In the meantime, his fledging career in radio had taken off. He had worked part-time for WOSU and WBNS, reporting on high school athletics. In the early 1990s, WTVN radio’s afternoon team of John Corby and George Lehner wrapped Larson into their reports on all sports and he was dubbed “Mr. High School Sports.” It’s a moniker by which he still is widely identified, although the station expanded his reporting to college and professional level sports as well.
The camp program continued, but the 2008 death of Jeanne, Larson’s wife of 25 years, moved Larson toward a lifestyle change he had contemplated. In 2011, he left his radio position and moved to Ladera Ranch, Calif., near his married step-daughter, Liza Cassidy, and his grandson, Jack, 8.

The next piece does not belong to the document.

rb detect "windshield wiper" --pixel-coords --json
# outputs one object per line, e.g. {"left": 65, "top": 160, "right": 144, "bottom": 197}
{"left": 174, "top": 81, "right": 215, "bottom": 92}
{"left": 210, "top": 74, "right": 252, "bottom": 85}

Melanie Lolli, who had attended the camps and was a counselor, essentially took over the program, beginning while she was still pursuing her undergraduate degree from Ohio Dominican University. Lolli, now a math teacher at ODU’s Charles School, a charter, handles all the camp preparation, from interviewing prospective counselors to conducting classes for them to overall coordination.
“(Larson’s) impact has reached across the district,” O’Reilly says.
In its brief report, the committee that recommended the naming honor said, “His oversight of the (camp program) over the past 40 years has had a major impact on the growth and development of hundreds of (students).
Larson modestly says an estimated 5,000 students have gone to the camps and another 500 have been counselors.
He’s happy in the 10-year-old West Coast community that was designed for younger people, not retirees. He’s a young 70. Larson says he body surfs in the nearby Pacific Ocean three days a week. On Sundays, he works as a tour guide at Mission Basilica, a Catholic shrine in nearby San Juan Capistrano.
Larson says he was “unbelievably fortunate to teach in Grandview.”
At this stage of his life, “I’m still teaching in Grandview” with no plans to quit working at the camps, he says.
“Buildings should be named after heroes,” Larson says, and names a personal hero – Christa McAuliffe, a teacher who died in the January 1986 explosion of the Space Shuttle Challenger. “I never thought of myself as a hero. I would never use that as a (word) to describe what I did.”
Larson plans to attend the dedication ceremony along with his family. Besides Liza and her son, Larson has a stepson, Matt Studer, and granddaughters, Sarah, 15, and Madeline, 14, both Upper Arlington High School students.
“It’s wonderful for my family, my grandchildren,” Larson says of the honor. “I’m glad they did it while I’m still around” for his family to share the honor with him.